The band realizes the Canadian government will retaliate. A troop of Canadian militia is already in the area to put down the Métis resistance. Poundmaker's warriors set up a war lodge. War Chief Fine Day replaces Poundmaker as leader of the band. Poundmaker still retains a good deal of moral authority over his people. But, because the band is at war, Poundmaker must obey Chief Fine Day's orders like everybody else.
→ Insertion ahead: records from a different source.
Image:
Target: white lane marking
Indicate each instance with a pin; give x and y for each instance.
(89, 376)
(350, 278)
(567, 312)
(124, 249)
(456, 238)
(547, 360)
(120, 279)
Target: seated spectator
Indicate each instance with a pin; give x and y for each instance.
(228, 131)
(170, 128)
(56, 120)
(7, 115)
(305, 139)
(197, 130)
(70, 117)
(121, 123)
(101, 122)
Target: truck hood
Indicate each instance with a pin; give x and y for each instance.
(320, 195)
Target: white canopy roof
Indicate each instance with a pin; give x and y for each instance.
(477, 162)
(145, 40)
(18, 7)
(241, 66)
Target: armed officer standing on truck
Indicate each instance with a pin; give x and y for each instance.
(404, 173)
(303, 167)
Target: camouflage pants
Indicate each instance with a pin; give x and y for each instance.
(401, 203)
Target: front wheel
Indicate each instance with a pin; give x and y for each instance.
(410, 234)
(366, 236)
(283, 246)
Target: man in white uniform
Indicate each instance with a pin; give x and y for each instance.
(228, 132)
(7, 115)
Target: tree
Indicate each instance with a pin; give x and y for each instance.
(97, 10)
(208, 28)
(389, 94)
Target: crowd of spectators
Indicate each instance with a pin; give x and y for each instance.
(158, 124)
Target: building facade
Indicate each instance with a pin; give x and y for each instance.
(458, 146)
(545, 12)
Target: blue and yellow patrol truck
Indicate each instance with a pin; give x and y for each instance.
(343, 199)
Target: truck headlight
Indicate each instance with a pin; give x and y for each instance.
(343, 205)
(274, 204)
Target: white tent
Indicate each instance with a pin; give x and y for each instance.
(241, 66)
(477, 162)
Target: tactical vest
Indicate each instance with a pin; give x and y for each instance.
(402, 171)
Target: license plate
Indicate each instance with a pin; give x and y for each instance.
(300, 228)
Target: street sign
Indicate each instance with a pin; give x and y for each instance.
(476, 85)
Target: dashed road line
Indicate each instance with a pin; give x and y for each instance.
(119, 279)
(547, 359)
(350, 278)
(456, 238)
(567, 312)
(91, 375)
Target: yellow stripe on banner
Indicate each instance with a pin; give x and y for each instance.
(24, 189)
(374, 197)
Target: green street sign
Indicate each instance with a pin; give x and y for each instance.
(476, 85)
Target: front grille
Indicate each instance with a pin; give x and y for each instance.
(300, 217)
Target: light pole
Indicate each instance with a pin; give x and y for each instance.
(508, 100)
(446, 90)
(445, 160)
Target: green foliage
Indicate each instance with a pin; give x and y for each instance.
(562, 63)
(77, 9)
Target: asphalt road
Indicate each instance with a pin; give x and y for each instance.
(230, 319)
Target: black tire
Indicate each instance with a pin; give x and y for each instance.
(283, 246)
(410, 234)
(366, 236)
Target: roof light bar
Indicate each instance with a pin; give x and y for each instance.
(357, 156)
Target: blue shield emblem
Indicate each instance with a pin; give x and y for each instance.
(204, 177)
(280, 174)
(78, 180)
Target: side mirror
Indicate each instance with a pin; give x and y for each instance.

Fine Day moves the Cree camp to Cut Knife Hill. On May 2, at dawn, 350 militia under Lieutenant-Colonel Otter attack the camp. The Cree are surprised, but quickly rally and charge the troopers repeatedly, forcing them to retreat. Fine Day and his warriors are eager to pursue the fleeing soldiers. Poundmaker tells them it is acceptable to defend their women and children, but not to go on the attack. The warriors listen and let the soldiers go. Many historians believe that if Poundmaker had not stopped the warriors, Otter's retreat would have turned into a disaster because of his troops' vulnerable position as they were fording Cut Knife Creek.
When he finds out the Canadian militia defeated the Métis at Batoche, Poundmaker surrenders to Canadian authorities. A Canadian court convicts him on four counts of treason-felony, including one count related to the sacking of Battleford and another for the Battle of Cut Knife Hill. The judge sentences him to three years' hard labour.